LondonCryptoMembership takes the gloves off. In his view, the Fed is “basically going to print money to keep funding this deficit for as long and as large as needed,” including that “the debasement trade is on autopilot mode.” He backs Lyn Alden’s earlier comment that “it’s money printing. Whether it’s QE or not is more semantics. Fed won’t call it QE since it’s not duration and it’s not for economic stimulus.”

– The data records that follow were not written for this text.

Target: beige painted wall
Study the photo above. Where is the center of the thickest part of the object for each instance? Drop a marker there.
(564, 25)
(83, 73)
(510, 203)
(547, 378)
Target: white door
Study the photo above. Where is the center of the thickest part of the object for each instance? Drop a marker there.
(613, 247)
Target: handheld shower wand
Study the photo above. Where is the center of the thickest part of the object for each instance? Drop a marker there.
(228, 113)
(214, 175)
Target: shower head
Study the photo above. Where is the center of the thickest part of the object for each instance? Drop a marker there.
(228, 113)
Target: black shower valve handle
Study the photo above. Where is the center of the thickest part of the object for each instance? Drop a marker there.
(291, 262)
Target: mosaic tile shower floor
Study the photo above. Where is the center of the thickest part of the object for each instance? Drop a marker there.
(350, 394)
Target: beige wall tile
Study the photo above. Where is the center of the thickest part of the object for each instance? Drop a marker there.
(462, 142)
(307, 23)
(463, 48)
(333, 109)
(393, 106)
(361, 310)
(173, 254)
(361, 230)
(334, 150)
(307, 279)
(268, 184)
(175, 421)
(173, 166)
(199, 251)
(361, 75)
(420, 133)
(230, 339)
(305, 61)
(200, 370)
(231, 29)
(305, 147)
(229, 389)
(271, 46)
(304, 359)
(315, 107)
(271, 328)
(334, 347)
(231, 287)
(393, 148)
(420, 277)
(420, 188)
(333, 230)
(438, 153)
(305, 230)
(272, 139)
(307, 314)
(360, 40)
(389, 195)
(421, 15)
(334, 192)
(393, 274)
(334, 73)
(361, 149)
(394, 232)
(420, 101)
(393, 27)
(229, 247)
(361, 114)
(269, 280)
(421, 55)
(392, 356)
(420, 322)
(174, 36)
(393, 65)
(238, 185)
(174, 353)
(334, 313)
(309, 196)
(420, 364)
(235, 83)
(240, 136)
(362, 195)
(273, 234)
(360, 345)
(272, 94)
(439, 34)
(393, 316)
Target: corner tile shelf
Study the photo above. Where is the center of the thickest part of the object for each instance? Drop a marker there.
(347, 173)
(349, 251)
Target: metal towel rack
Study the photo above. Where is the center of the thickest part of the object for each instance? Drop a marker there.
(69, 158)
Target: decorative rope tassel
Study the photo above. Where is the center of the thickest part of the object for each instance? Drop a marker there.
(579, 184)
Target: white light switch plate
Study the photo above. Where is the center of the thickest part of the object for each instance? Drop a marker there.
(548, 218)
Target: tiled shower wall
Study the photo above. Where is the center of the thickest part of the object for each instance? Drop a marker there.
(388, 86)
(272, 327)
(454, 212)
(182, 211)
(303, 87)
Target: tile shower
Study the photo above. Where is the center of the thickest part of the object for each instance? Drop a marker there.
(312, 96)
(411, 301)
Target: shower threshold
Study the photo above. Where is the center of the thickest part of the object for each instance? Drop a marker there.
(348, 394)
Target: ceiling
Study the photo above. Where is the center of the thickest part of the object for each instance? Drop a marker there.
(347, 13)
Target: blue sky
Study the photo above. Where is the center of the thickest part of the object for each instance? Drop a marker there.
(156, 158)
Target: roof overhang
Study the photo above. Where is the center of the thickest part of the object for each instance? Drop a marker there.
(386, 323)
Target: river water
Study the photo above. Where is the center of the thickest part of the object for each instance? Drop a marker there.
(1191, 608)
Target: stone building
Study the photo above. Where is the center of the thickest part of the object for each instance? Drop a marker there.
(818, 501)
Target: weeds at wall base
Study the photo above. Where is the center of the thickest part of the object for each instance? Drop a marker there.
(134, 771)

Peter Schiff, predictably but not solely irrationally, commented via X: “QE by any other name is still inflation. The Fed just announced it will be buying T-bills “on an ongoing basis.” Given that long-term charges will rise on this inflationary coverage shift, it gained’t be long before the Fed expands and extends QE5 to longer-dated maturities. Got gold?”

So The Takeaway Is?

As Plur notes, these operations broaden bank reserves and ease repo stress; the Fed will primarily buy T-bills, but “they may buy up to 3 year treasury notes, which means some duration will be getting taken out.” That edges this system nearer to “QE-lite” than pure plumbing. It is supportive for risk belongings and it arrives exactly during the year-end liquidity doldrums, with additional balance-sheet growth mechanisms ready in the wings.

For Bitcoin, the uncomfortable reply proper now is that both issues may be true: the “debasement trade” is structurally alive, while price motion behaves like a large, semi-institutional asset digesting a brutal rally and a contemporary macro shock. Another six to eighteen months of rangebound churn, as plur suggests, “wouldn’t be strange at all.” Whether you label that bull, bear, or just purgatory is generally a narrative alternative. Markets, frankly, will commerce it the same either method.

At press time, BTC traded at $90,060.